Proper sleep of seven to eight hours is essential for pain control and neurotransmitter levels. Those neurotransmitters determine pain threshold. We can tell whether a patient will overreact to a needle puncture just by holding her or his hand. If it is cold and sweaty, it means that the alarm neurotransmitter, adrenaline, is high, which increases pain awareness. Adrenaline, a fight or flight neurotransmitter, increases the perception of any stimulus. When adrenaline is high, the pain threshold is low.

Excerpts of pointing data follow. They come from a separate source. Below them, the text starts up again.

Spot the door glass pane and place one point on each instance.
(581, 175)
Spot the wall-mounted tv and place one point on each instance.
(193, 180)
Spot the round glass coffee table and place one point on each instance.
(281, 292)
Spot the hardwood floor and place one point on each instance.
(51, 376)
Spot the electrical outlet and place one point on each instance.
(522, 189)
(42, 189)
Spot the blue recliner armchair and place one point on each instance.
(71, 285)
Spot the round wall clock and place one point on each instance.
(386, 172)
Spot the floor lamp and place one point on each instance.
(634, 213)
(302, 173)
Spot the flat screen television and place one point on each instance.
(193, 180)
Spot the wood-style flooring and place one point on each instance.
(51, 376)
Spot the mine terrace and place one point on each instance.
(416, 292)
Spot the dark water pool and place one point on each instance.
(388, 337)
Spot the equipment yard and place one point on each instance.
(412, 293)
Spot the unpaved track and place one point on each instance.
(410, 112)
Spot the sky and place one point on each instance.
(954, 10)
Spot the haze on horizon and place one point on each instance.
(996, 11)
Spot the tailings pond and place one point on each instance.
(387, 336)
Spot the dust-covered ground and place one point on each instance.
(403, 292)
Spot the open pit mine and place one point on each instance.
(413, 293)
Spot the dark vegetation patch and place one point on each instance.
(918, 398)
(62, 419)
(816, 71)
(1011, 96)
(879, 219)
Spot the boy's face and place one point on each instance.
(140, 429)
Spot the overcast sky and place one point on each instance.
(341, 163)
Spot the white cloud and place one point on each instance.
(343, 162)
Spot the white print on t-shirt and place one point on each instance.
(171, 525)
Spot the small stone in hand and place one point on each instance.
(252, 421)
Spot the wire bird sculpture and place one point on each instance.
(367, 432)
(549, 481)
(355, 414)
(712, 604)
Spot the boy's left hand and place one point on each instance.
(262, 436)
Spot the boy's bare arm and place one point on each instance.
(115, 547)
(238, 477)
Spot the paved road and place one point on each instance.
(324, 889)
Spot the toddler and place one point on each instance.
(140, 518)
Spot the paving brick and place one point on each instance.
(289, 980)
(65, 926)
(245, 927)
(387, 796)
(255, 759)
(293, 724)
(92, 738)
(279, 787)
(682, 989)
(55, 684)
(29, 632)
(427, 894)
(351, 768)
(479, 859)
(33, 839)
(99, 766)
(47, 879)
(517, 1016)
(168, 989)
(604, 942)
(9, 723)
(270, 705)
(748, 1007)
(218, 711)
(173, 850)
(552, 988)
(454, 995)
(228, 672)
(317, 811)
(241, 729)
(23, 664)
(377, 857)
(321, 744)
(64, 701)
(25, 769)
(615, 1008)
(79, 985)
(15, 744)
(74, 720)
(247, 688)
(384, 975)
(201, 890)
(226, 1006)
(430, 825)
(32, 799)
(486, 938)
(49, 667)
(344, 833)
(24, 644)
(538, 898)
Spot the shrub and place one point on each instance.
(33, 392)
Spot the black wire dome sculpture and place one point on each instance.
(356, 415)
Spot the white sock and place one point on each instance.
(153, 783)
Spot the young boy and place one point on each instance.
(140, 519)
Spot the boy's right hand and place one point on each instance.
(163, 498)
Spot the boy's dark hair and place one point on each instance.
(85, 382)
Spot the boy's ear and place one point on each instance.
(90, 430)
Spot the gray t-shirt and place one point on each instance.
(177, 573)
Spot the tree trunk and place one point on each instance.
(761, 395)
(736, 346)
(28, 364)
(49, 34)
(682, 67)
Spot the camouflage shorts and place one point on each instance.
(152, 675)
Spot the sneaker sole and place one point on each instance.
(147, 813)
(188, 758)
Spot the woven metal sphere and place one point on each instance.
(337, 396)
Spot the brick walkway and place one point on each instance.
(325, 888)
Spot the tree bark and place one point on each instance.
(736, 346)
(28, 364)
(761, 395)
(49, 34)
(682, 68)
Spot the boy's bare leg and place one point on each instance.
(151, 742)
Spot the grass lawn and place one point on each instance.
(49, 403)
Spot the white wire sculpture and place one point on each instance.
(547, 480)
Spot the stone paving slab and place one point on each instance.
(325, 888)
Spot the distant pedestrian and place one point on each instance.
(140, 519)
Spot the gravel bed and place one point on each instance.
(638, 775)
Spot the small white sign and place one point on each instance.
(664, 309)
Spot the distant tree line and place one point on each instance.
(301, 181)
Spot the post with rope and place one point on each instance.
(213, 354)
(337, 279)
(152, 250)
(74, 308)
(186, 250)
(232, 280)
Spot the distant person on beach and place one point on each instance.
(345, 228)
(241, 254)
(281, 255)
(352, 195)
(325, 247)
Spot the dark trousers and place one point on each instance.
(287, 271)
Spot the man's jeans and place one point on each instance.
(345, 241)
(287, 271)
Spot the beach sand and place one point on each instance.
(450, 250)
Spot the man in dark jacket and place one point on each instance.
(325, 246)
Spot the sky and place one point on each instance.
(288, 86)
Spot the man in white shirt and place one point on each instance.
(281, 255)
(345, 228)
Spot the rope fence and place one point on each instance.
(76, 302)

Those who have slept well and have high serotonin levels can tolerate a lot of pain. In fact, the brain is not receiving the pain message because serotonin and other neurotransmitters are blocking it. People with chronic pain often sleep poorly and consequently have low levels of serotonin. A low level of serotonin is associated with depression and low levels of adrenaline. This makes the pain threshold low and pain perception high. This condition is particularly true for those who have chronic pain that lasts six weeks or more.
The average person needs seven hours of sleep, not just seven hours in bed, but seven hours of sleep. Because pain is often worse at night, many pain sufferers begin to dread bedtime. This condition can be treated with cognitive therapy and a doctor who specializes in sleep disturbance.